FIGURE 5.4: Comparison of the total average power usage based on dimensionality.



FIGURE 5.5: Overview of the energy usage per prediction for D=2048.

Finally Figure 5.6 shows a breakdown of the energy usage per module. This time language recognition uses a sample sentence of 100 characters, as we will use this to compare it to similar DDB accelerators.



FIGURE 5.6: Breakdown of the energy usage for the improved design and D=2048.

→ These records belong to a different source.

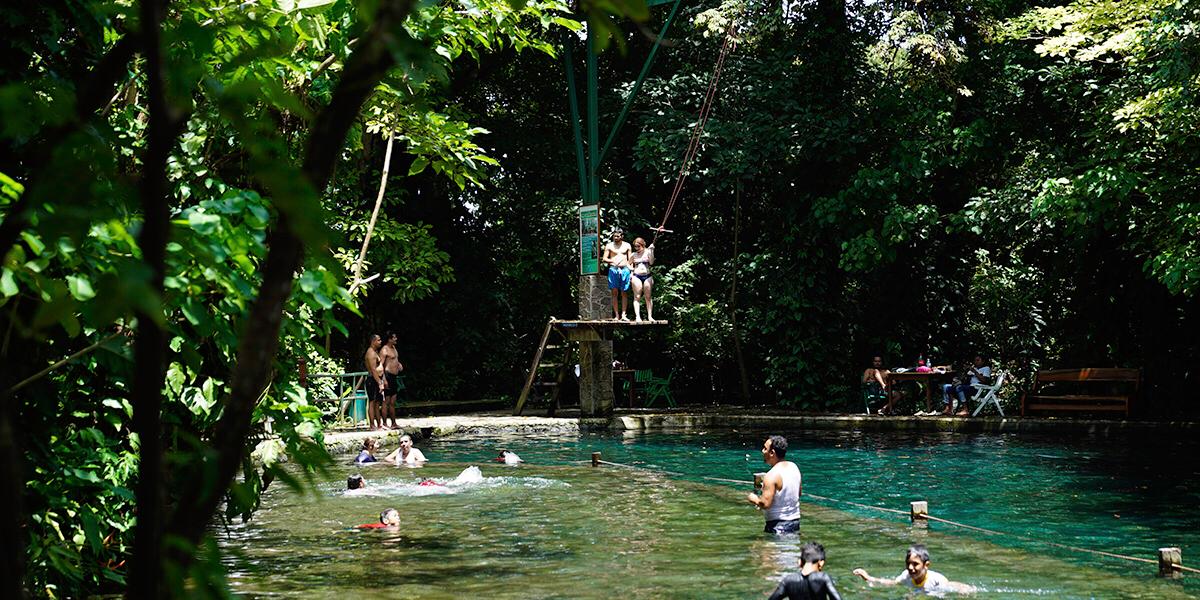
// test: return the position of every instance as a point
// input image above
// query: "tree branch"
(259, 337)
(366, 241)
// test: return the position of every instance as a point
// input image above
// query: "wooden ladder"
(563, 366)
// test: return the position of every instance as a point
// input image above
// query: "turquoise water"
(558, 528)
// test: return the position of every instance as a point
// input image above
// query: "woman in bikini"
(642, 257)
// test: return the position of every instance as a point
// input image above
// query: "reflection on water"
(558, 528)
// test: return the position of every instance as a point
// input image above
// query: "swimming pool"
(556, 527)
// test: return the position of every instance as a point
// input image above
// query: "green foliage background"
(931, 178)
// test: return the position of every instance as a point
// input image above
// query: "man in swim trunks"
(388, 520)
(616, 256)
(780, 501)
(376, 383)
(391, 369)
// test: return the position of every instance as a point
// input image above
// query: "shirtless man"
(391, 369)
(875, 381)
(376, 384)
(780, 501)
(617, 256)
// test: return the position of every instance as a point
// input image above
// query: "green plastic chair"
(659, 388)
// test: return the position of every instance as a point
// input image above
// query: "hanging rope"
(697, 130)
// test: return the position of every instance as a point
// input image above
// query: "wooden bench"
(1065, 396)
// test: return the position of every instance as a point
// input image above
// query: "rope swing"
(697, 130)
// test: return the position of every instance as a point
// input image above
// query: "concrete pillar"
(1169, 561)
(595, 357)
(918, 511)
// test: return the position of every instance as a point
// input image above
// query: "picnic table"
(925, 379)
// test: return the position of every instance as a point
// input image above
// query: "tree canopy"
(185, 187)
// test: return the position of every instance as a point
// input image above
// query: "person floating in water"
(367, 454)
(780, 501)
(406, 454)
(616, 256)
(811, 583)
(388, 520)
(917, 575)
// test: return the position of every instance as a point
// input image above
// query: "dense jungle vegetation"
(185, 187)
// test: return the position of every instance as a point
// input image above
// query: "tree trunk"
(259, 337)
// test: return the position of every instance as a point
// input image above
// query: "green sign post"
(589, 239)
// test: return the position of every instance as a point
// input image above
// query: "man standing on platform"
(617, 256)
(376, 384)
(391, 369)
(780, 498)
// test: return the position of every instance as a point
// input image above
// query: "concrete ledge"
(664, 421)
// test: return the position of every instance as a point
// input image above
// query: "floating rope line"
(928, 517)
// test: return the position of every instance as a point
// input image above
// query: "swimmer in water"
(406, 454)
(917, 575)
(811, 583)
(388, 520)
(367, 453)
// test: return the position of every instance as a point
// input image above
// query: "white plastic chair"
(987, 394)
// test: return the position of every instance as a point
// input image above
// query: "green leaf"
(81, 288)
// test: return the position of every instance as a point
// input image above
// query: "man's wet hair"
(811, 553)
(779, 444)
(919, 551)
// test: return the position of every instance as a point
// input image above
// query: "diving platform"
(595, 330)
(573, 330)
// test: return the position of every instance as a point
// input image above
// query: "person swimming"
(811, 583)
(367, 454)
(388, 519)
(917, 575)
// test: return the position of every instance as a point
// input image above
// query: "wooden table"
(627, 375)
(927, 379)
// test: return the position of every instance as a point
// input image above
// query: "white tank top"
(786, 504)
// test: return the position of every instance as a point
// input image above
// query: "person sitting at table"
(875, 384)
(979, 373)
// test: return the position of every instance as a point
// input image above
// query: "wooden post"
(919, 509)
(1169, 562)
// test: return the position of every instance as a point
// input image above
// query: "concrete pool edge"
(346, 442)
(667, 421)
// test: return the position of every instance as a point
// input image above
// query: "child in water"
(811, 583)
(367, 453)
(388, 520)
(917, 575)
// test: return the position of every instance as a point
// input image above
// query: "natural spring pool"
(555, 527)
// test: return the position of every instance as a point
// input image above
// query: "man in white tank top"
(780, 501)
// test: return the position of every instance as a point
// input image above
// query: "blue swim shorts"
(618, 277)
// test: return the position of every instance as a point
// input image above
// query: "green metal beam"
(593, 124)
(574, 97)
(637, 84)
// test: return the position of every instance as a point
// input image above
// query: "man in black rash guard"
(810, 583)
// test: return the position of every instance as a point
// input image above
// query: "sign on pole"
(589, 239)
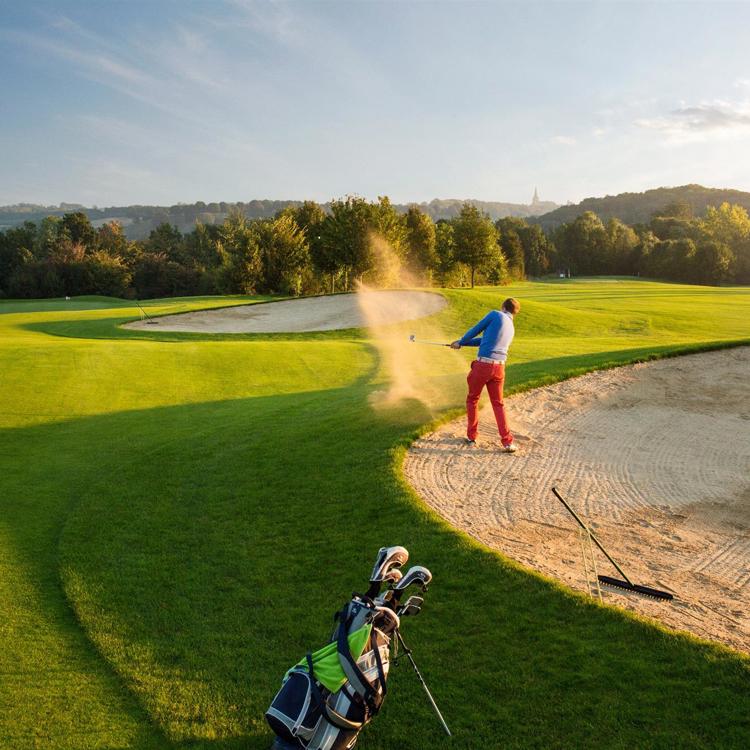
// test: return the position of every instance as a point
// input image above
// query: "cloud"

#### 5.2.4 Comparison to SOTA

It is hard to compare this work to other state-of-the-art accelerators, as currently no other programmable SDB-HDC accelerators exist. We can best compare it to the programmable DDB-HDC accelerator from Datta et al. [5], as this work also uses a dimensionality D=2,048. However, this work uses the TSMC 28nm High-K/Metalgate (HKMG) node, which is a much smaller process than the Skywater 130nm we use. A comparison of the main specifications can be seen in Table 5.2. The total estimated power here is the average power used during the language recognition test with a 100-character input sentence. Note that the smaller process node allows for a significantly smaller cell area and clock period. Further, the item memory used in this design is significantly larger, taking up 62% of its total area, while it only takes up about 6% for our design. A larger item memory makes the design more flexible but is unnecessary for most applications. [14, 10, 12, 11] Hypervectors that are unique from those in the IM can also be created by applying a unique permutation to them before bundling. The permutation that should be applied to the HV at the input value is written to the CSR together with this input. Additionally, if a larger IM would be necessary, the design can easily be scaled up as all other hardware besides the input size doesn't need to scale.

We can see that our design is a little over twice the size and has a lower clock frequency, which is normal given the difference in process node sizes. Further, the total number of cells is far lower, mainly due to the smaller item memory used. Importantly though, our design's average estimated power usage is far lower, highlighting the main benefit of using SDB-HDC. Do note that the power used by the memory storing the AM data is not included for our design, bringing down our numbers slightly.

Another DDB-HDC programmable accelerator we can compare the design to is created by Eggimann et al. [6]. What's unique about this design, is that it uses HV

| Property                | DDB design           | This design          |
|-------------------------|----------------------|----------------------|
| Technology              | TSMC 28 HPM          | Skywater 130         |
| Total Cell Area         | 1.27  sq. mm.        | 3.03  sq. mm.        |
| $t_{CLK}$               | 2.4 ns               | 8.5  ns              |
| Total estimated power   | 267  mW              | $67.7~\mathrm{mW}$   |
| Total number of Cells   | $4.73 \times 10^{5}$ | $1.93 \times 10^{5}$ |
| Number of Buf/Inv Cells | 37501                | 15377                |

Table 5.2: Performance comparison with [5].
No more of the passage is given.